Of the 42 bills the California Chamber of Commerce targeted as “job killers,” only 11 have made it to Gov. Arnold Schwarzenegger’s desk for his signature or – more likely – his veto. Twenty-seven bills never made it out of the Legislature; they either stalled in committee or died on the floor of the Senate or Assembly. The remaining four bills could be considered in a special session to address state budget issues.
“There was a slight sigh of relief from business stakeholders in the fact that fewer job-killer bills made it out of the Legislature,” said John Kabateck, executive director of the California chapter of the National Federation of Independent Business.
Job-killer bills that fell by the wayside include one that would have substantially increased penalties for environmental, safety and wage violations. Another bill would have gutted the state’s enterprise zone tax incentive program.
But Kabateck said there were a few “doozies” that did make it through. Among the job killers on Schwarzenegger’s desk are bills that would restrict employers’ ability to use credit reports in hiring decisions. Another would require incentive programs for employers to expire within seven years.
In past years, Schwarzenegger has vetoed more than 90 percent of job-killer bills landing on his desk.
Meanwhile, of the 18 bills that the California chamber labeled as “job creators,” only four cleared the Legislature; the governor has until Sept. 30 to sign or veto them.

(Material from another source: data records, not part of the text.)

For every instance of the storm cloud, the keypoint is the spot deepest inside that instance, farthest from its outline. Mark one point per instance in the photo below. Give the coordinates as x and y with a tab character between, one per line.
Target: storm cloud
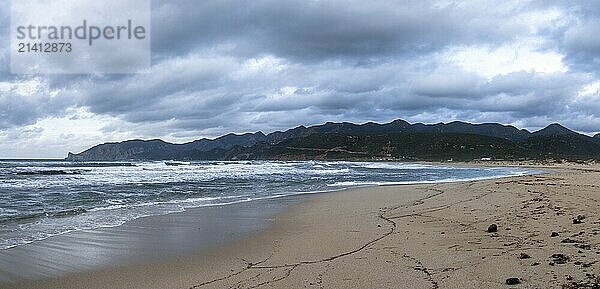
223	66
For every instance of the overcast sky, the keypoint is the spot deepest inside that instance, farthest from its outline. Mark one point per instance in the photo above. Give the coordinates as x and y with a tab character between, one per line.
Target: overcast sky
223	66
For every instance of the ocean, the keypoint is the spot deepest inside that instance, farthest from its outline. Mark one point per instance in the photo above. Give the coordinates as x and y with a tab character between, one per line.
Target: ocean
39	199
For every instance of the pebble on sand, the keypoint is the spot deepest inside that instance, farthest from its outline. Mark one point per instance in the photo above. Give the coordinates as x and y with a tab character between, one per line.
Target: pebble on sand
513	281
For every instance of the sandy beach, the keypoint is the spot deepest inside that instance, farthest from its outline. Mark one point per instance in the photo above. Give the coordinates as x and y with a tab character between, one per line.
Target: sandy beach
413	236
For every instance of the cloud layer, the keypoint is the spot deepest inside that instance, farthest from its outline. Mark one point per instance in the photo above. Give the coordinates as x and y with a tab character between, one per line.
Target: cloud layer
237	66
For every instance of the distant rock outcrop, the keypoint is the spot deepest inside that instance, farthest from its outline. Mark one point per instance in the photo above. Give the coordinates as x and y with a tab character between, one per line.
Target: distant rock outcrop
395	140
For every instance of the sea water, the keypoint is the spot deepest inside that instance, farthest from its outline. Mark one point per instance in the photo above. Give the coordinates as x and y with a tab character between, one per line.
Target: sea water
39	199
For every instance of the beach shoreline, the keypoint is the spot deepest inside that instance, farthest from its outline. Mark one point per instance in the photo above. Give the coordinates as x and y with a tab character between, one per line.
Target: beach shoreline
421	236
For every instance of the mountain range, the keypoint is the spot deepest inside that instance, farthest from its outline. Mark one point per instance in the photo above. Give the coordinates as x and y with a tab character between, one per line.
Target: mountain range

Citing concerns about the impact on businesses and property owners, the city of Malibu plans to ask the state water quality board to order modifications to a Los Angeles water board rule that bans septic tanks throughout the central business and civic district.
The Los Angeles Regional Water Quality Control Board passed the ban in November, citing studies that showed septic tank discharges were flowing into the ocean. All new septic tanks are banned in the Malibu Civic Center area. The ban states existing commercial septic tanks must be shut down by the end of 2015 and existing residential tanks by the end of 2019. In all, about 550 residences and businesses are subject to the ban.
A sewage treatment system that would replace the septic tanks is projected to cost at least $50 million. To pay for the system, businesses could be taxed between $7,000 and $20,000 per month.
Business leaders and property owners objected, saying the city needs more time to build the treatment system. Also, ban opponents said septic tanks should only be prohibited near Malibu Creek instead of the broader Civic Center area.
The city is proposing to remove high-volume septic tanks closest to Malibu Creek. Also, the city’s proposal would extend the time lines for the rest of the Civic Center area to be hooked up to a new sewage treatment system.
City officials said their plan would garner more community support, while the regional water board’s ban would generate legal opposition that would stall any efforts to improve the water quality.
“The Regional Board’s proposed prohibition zone will lead to continued conflict that will stall progress to accomplish the clean water goals that we all share,” Malibu Mayor Jefferson Wagner said in a statement.
The state water board is scheduled to take up the city’s request and proposal at its Sept. 21 meeting in Sacramento.
State and local government agencies are battling over greenhouse gas reduction targets for new development. The state wants steep cutbacks in greenhouse gases for new projects, and the Southern California Association of Governments wants the cutbacks to be less stringent.
Builders, not surprisingly, are backing the association.
The tussle is the result of SB 375, a state law enacted two years ago to reduce greenhouse gas emissions from future development projects. The law is designed to encourage so-called “smart growth” developments that allow residents to walk to shops or use mass transit.
Last month, California Air Resources Board staff proposed that greenhouse gas emissions from development projects be reduced 8 percent from current per capita levels by 2020 and 13 percent by 2035. The per capita figure applies to the number of residents that each new development would add to the population.
But the Southern California Association proposed a 6 percent per capita reduction in emissions by 2020 and 8 percent by 2035.
“We hope that SCAG’s action will be seriously considered by CARB later this month and factored into their final targets,” said Holly Schroeder, chief executive of the L.A.-Ventura chapter of the Building Industry Association.
The air board will consider the proposals at its Sept. 23 meeting in Sacramento.